Towards Autonomous Indoor Parking: A Globally Consistent Semantic SLAM System and A Semantic Localization Subsystem

TL;DR

This paper introduces GCSLAM and SF-Loc, a semantic SLAM and localization system that achieves accurate mapping and robust localization in complex indoor parking environments using multi-sensor data and semantic constraints.

Contribution

The work presents a novel globally consistent semantic SLAM system with a semantic-constrained factor graph and a semantic-fusion localization subsystem leveraging semantic maps.

Findings

Outperforms existing SLAM methods on real-world parking datasets

Achieves high accuracy in semantic mapping and localization

Demonstrates robustness in complex indoor parking scenarios

Abstract

We propose a globally consistent semantic SLAM system (GCSLAM) and a semantic-fusion localization subsystem (SF-Loc), which achieves accurate semantic mapping and robust localization in complex parking lots. Visual cameras (front-view and surround-view), IMU, and wheel encoder form the input sensor configuration of our system.
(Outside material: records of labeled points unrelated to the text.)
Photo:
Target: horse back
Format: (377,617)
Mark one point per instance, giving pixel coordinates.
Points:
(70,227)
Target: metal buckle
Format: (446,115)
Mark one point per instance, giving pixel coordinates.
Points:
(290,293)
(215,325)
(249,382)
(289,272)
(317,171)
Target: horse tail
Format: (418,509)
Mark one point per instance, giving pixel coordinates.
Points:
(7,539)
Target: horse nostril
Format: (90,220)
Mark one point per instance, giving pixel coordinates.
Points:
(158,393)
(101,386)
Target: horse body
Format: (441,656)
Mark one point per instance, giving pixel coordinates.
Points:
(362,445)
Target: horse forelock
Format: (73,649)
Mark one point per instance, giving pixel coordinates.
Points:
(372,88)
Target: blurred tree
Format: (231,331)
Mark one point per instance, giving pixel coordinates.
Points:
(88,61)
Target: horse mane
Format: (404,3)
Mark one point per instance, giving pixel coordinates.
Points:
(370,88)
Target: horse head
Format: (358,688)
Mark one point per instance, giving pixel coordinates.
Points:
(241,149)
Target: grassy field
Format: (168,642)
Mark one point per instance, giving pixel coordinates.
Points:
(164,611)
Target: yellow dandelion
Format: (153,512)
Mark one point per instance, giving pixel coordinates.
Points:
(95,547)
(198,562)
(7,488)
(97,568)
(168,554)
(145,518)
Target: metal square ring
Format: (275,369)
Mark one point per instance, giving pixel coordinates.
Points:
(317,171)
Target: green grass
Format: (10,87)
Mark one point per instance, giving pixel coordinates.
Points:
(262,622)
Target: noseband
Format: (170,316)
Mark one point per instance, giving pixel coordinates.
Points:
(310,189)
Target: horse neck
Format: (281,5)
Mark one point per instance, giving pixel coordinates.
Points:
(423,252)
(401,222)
The first part of our work is GCSLAM. GCSLAM introduces a semantic-constrained factor graph for the optimization of poses and semantic map, which incorporates innovative error terms based on multi-sensor data and BEV (bird's-eye view) semantic information. Additionally, GCSLAM integrates a Global Slot Management module that stores and manages parking slot observations. SF-Loc is the second part of our work, which leverages the semantic map built by GCSLAM to conduct map-based localization. SF-Loc integrates registration results and odometry poses with a novel factor graph. Our system demonstrates superior performance over existing SLAM on two real-world datasets, showing excellent capabilities in robust global localization and precise semantic mapping.